Thread: PITR - warm standby switchover question

PITR - warm standby switchover question

From
Dan Hayes
Date:
I've followed the implementation instructions at 24.4.2:
http://www.postgresql.org/docs/current/static/warm-standby.html

And I've used the archive/restore commands from the example in F23.2:
http://www.postgresql.org/docs/current/static/pgstandby.html

This all works great.  The primary backs up the WAL archives to a mutually accessible folder and the backup system is continuously reading in the logs.  Monitoring the "standby.log" file shows that the system is working as it should.

My question is, if the main system goes down, what do I do to the backup machine to make it come alive?  Currently, when I attempt to login to the database, I get the error: "psql: FATAL:  the database is starting up"  I'm assuming this means it can't be accessed while its in continuous recovery mode.  I attempted to turn off postgresql on the main server and try connecting again, same error (was obvious, but I do things one step at a time...)  So then I removed the "recovery.conf" file on the backup server and attempted to restart postgresql.  It stopped fine, but the restart failed.

The pg_log/postgresql-XXXX-XX-XX.log file says:
LOG:  database system was interrupted while in recovery at log time 2009-04-14 17:36:14 CDT
HINT:  If this has occurred more than once some data might be corrupted and you might need to choose an earlier recovery target.
LOG:  could not open file "pg_xlog/0000000100000002000000DD" (log file 2, segment 221): No such file or directory
LOG:  invalid primary checkpoint record
LOG:  could not open file "pg_xlog/0000000100000002000000DC" (log file 2, segment 220): No such file or directory
LOG:  invalid secondary checkpoint record
PANIC:  could not locate a valid checkpoint record
LOG:  startup process (PID 3756) was terminated by signal 6: Aborted
LOG:  aborting startup due to startup process failure

Any ideas what I'm doing wrong?  How do I bring the standby server out of standby do act as the primary?

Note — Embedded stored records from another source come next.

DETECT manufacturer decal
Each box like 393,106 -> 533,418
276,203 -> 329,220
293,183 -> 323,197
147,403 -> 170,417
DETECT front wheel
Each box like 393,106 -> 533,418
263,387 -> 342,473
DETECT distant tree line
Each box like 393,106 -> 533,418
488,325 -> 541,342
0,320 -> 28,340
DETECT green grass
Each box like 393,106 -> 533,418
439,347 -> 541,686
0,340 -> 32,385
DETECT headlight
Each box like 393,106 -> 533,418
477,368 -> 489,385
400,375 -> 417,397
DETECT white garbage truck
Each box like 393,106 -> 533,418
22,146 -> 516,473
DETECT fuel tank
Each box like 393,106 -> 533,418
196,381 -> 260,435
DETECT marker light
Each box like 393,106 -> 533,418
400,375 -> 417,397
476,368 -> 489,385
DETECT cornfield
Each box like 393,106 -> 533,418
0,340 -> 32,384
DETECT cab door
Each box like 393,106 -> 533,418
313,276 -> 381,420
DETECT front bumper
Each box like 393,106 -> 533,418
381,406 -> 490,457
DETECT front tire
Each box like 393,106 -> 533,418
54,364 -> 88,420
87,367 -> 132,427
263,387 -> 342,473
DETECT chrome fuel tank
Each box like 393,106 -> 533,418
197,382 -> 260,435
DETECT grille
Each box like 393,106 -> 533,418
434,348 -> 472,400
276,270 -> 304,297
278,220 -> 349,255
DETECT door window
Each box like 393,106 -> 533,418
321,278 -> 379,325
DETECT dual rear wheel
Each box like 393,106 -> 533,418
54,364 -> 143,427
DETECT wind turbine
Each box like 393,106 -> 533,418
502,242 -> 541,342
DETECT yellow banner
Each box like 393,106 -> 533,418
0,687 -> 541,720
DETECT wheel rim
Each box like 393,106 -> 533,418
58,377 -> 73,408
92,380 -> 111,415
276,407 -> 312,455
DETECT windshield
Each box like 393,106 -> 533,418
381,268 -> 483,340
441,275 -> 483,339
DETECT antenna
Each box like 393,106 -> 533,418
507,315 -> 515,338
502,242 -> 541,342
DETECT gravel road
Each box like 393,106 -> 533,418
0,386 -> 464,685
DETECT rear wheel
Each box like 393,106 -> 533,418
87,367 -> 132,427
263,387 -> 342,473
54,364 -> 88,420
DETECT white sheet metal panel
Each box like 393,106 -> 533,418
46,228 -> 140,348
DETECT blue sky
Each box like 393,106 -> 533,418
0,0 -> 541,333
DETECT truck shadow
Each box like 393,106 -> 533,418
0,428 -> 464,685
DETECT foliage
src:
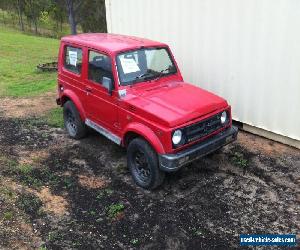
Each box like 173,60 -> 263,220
0,0 -> 106,38
0,29 -> 59,97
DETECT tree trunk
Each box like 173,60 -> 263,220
34,18 -> 38,35
17,0 -> 24,31
67,0 -> 77,35
60,17 -> 63,32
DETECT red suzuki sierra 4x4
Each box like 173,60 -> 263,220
57,33 -> 238,189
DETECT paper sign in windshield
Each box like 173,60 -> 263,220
120,58 -> 140,74
69,50 -> 77,67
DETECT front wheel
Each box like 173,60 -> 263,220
127,138 -> 165,189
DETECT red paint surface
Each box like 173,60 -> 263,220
58,34 -> 231,153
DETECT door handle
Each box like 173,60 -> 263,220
85,87 -> 93,93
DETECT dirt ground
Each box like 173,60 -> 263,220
0,94 -> 300,250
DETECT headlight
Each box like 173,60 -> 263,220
221,111 -> 228,124
172,129 -> 182,145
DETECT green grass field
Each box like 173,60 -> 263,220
0,26 -> 59,97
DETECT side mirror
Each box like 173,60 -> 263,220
102,76 -> 114,95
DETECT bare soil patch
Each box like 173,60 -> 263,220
0,107 -> 300,250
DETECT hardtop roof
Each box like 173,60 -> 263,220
61,33 -> 166,52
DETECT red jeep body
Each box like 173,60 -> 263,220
57,34 -> 237,189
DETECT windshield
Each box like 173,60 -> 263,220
117,48 -> 177,85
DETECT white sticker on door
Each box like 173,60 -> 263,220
69,50 -> 77,67
120,57 -> 140,74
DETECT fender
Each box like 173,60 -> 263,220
61,89 -> 86,121
122,122 -> 165,154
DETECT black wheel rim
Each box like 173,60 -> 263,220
66,110 -> 77,135
133,150 -> 151,183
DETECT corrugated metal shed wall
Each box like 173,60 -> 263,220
106,0 -> 300,140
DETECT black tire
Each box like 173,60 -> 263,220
64,101 -> 87,140
127,138 -> 165,190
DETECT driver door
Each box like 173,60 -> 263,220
85,50 -> 118,132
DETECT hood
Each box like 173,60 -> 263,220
126,82 -> 228,127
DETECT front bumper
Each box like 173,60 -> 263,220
159,127 -> 238,172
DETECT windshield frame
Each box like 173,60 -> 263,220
115,46 -> 178,86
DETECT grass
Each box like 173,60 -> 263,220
0,26 -> 59,97
16,194 -> 43,217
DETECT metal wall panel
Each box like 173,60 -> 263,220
106,0 -> 300,140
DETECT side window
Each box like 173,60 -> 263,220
88,50 -> 113,83
64,46 -> 82,74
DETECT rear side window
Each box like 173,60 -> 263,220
64,46 -> 82,74
88,50 -> 113,84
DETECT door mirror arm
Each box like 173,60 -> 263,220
102,76 -> 114,95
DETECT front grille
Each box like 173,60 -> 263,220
184,113 -> 223,143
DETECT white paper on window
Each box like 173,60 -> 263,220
69,50 -> 77,67
120,57 -> 140,74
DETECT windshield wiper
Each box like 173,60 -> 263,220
153,67 -> 175,81
134,71 -> 153,80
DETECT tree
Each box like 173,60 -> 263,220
80,0 -> 107,32
13,0 -> 25,31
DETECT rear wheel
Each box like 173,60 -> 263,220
127,138 -> 165,189
64,101 -> 87,139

Re: PITR - warm standby switchover question

From
Erik Jones
Date:
On Apr 14, 2009, at 3:47 PM, Dan Hayes wrote:

> I've followed the implementation instructions at 24.4.2:
> http://www.postgresql.org/docs/current/static/warm-standby.html
>
> And I've used the archive/restore commands from the example in F23.2:
> http://www.postgresql.org/docs/current/static/pgstandby.html
>
> This all works great.  The primary backs up the WAL archives to a
> mutually accessible folder and the backup system is continuously
> reading in the logs.  Monitoring the "standby.log" file shows that
> the system is working as it should.
>
> My question is, if the main system goes down, what do I do to the
> backup machine to make it come alive?  Currently, when I attempt to
> login to the database, I get the error: "psql: FATAL:  the database
> is starting up"  I'm assuming this means it can't be accessed while
> its in continuous recovery mode.  I attempted to turn off postgresql
> on the main server and try connecting again, same error (was
> obvious, but I do things one step at a time...)  So then I removed
> the "recovery.conf" file on the backup server and attempted to
> restart postgresql.  It stopped fine, but the restart failed.
>
> The pg_log/postgresql-XXXX-XX-XX.log file says:
> LOG:  database system was interrupted while in recovery at log time
> 2009-04-14 17:36:14 CDT
> HINT:  If this has occurred more than once some data might be
> corrupted and you might need to choose an earlier recovery target.
> LOG:  could not open file "pg_xlog/0000000100000002000000DD" (log
> file 2, segment 221): No such file or directory
> LOG:  invalid primary checkpoint record
> LOG:  could not open file "pg_xlog/0000000100000002000000DC" (log
> file 2, segment 220): No such file or directory
> LOG:  invalid secondary checkpoint record
> PANIC:  could not locate a valid checkpoint record
> LOG:  startup process (PID 3756) was terminated by signal 6: Aborted
> LOG:  aborting startup due to startup process failure
>
> Any ideas what I'm doing wrong?  How do I bring the standby server
> out of standby do act as the primary?

You should use pg_standby's -t flag to specify a stop file.  Then all
you need to do is touch (create) that file and pg_standby will let the
server come out of recovery mode into normal operation mode.  Be sure
to rm or mv the recovery.conf once that is complete.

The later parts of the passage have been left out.